La nuit raccourcit nos pas. En temps normal, nous nous serions déjà arrêtés pour la nuit, mais pas cette fois-ci et les guerriers non plus. Malgré l'obscurité pesante, nous ne nous poserons qu'une fois avoir rejoint la prochaine rivière. Savoir que la section aussi est à court d'eau me réjouit.

Soudain, un crissement m'écorche les oreilles. Nous retrouvons rapidement Jonas, étant éclaireur pour la journée. La section s'avance plus et une odeur de pourriture me donne la raison.

- Il faut reculer. Avec un peu de chance, ils nettoieront tout ça, assure notre éclaireur.

J'acquiesce et nous entamons une marche arrière. Sans trop s'éloigner, nous restons en place, prêts à une éventuelle attaque. Thaym déloge son arc de son épaule et pioche une flèche dans son sac, ouvert. Pendant ce temps, Shesy fait tournoyer deux armes autour de ses doigts. Je ne perçois que le reflet de celles-ci et c'est trop peu pour déterminer pour quelles armes as-t-elle optées. Tandis que je sors mon épée à lame courte, Matt tient son arc en place. Jonas et Wyden sont derrière moi, je ne peux qu'entendre le glissement du métal contre son étui. L'odeur me fait plisser le nez. L'odeur d'un macchabé.

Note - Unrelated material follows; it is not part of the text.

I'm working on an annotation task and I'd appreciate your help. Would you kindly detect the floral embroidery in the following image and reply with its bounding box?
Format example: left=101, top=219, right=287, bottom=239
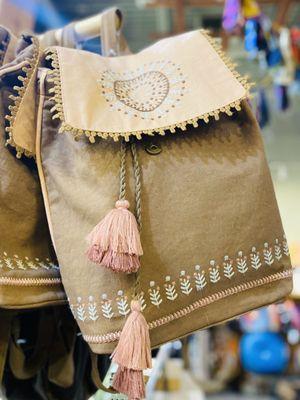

Une masse bouge au loin. Avant que je ne puisse correctement l'identifier, Thaym la transperce d'une flèche. Un grognement étouffé vole vers nous. La seconde flèche est de Matt, suivie par le bruit sourd d'un corps qui s'étale au sol. Tous deux échange un regard entendu et confiant. Même dans cette pénombre, les émeraudes enfermées dans les prunelles de l'ancien sergent luisent comme si chacune d'elles renfermaient un soleil éclatant. Le son d'un combat animé nous parvient toujours et l'attente devient de plus en plus anxieuse. Je sais que les créatures vont arriver. Oui, mais quand ? Tout de suite, dans quelques secondes, quelques minutes ou plusieurs heures ? Le tout est d'être prêt. Ce fond sonore au premier abord rassurant m'oppresse peu à peu, me faisant oublier ma gorge sèche.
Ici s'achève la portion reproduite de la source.